The former president of a Houston hospital, his son and a third person were sentenced to prison Tuesday for billing Medicare $158 million for mental health services that were medically unnecessary or never provided.
Earnest Gibson III, the former president of Riverside General Hospital; his son Earnest Gibson IV, who operated one of the hospital's satellite locations; and Regina Askew, a group-home owner, were convicted in October of conspiracy to commit healthcare fraud, conspiracy to pay kickbacks and related counts of paying and receiving illegal kickbacks. The Gibsons also were convicted of conspiracy to commit money laundering, according to a U.S. Justice Department release.
The elder Gibson was sentenced to 45 years in prison and his son was sentenced to 20 years. Askew was sentenced to 12 years in prison.

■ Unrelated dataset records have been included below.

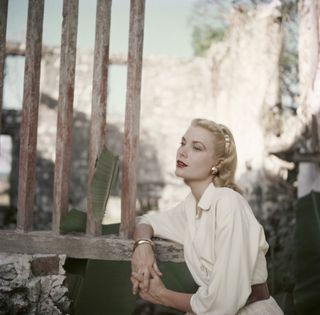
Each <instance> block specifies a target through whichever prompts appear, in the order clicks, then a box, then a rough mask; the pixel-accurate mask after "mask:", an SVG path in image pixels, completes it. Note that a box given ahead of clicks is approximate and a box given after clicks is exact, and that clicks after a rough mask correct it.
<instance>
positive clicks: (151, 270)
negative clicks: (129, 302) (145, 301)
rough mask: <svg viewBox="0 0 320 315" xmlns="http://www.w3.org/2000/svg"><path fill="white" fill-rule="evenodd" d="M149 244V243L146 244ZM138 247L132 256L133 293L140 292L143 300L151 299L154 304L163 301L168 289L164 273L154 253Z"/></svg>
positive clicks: (132, 280)
mask: <svg viewBox="0 0 320 315" xmlns="http://www.w3.org/2000/svg"><path fill="white" fill-rule="evenodd" d="M146 246H148V245H146ZM139 247H141V248H137V249H136V251H135V252H134V255H133V257H132V273H131V278H130V279H131V283H132V293H133V294H137V293H139V295H140V297H141V298H142V299H143V300H146V301H149V302H151V303H154V304H164V303H163V299H162V298H163V293H164V291H165V290H166V287H165V286H164V284H163V282H162V280H161V276H162V273H161V271H160V270H159V268H158V265H157V262H156V261H155V258H154V255H153V253H152V254H151V255H150V252H149V253H148V254H147V255H146V252H145V251H144V249H143V248H142V247H144V246H143V245H141V246H139Z"/></svg>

Dick DeGuerin, an attorney for the elder Gibson, said Tuesday he's frustrated the federal sentencing guidelines were applied in “such a harsh manor.”
“Perhaps more importantly I'm frustrated with the government's efforts to prosecute criminally violations of policy and procedures rather than real criminal acts,” DeGuerin said. “It seems to me that the partial hospitalization program is fraught with traps for the unwary where mere failure to follow procedures can end up in criminal court, things that would ordinarily be handled by either a refund or a civil penalty.”
Attempts to reach attorneys for Earnest Gibson IV and Askew were not immediately successful Tuesday afternoon.
Earnest Gibson III was also ordered to pay restitution of $6,753,180; Earnest Gibson IV was ordered to pay restitution of $7,518,480; and Askew was ordered to pay $46,255,893.
Between 2005 and 2012, Riverside and its satellite locations billed Medicare for partial hospitalization program services for Medicare beneficiaries who did not need or qualify for the services, which are a form of intensive outpatient treatment for severe mental illness, the Justice Department said.
The beneficiaries rarely saw psychiatrists and did not receive intensive psychiatric treatment. Some were suffering from Alzheimer's, meaning they couldn't have participated in treatment even had they qualified for it.
Earnest Gibson III also paid kickbacks to patient recruiters, owners and operators of group-care homes, including Askew, in exchange for them sending ineligible Medicare patients to the hospital's partial hospitalization programs, according to the government. Earnest Gibson IV also paid patient recruiters to do the same for his program, prosecutors said.
Proceeds from the fraud were used to further the scheme by paying kickbacks to patient recruiters and group-home owners for sending their Medicare beneficiaries to the programs, according to the government.
A number of other individuals have also pleaded guilty in connection with the fraud.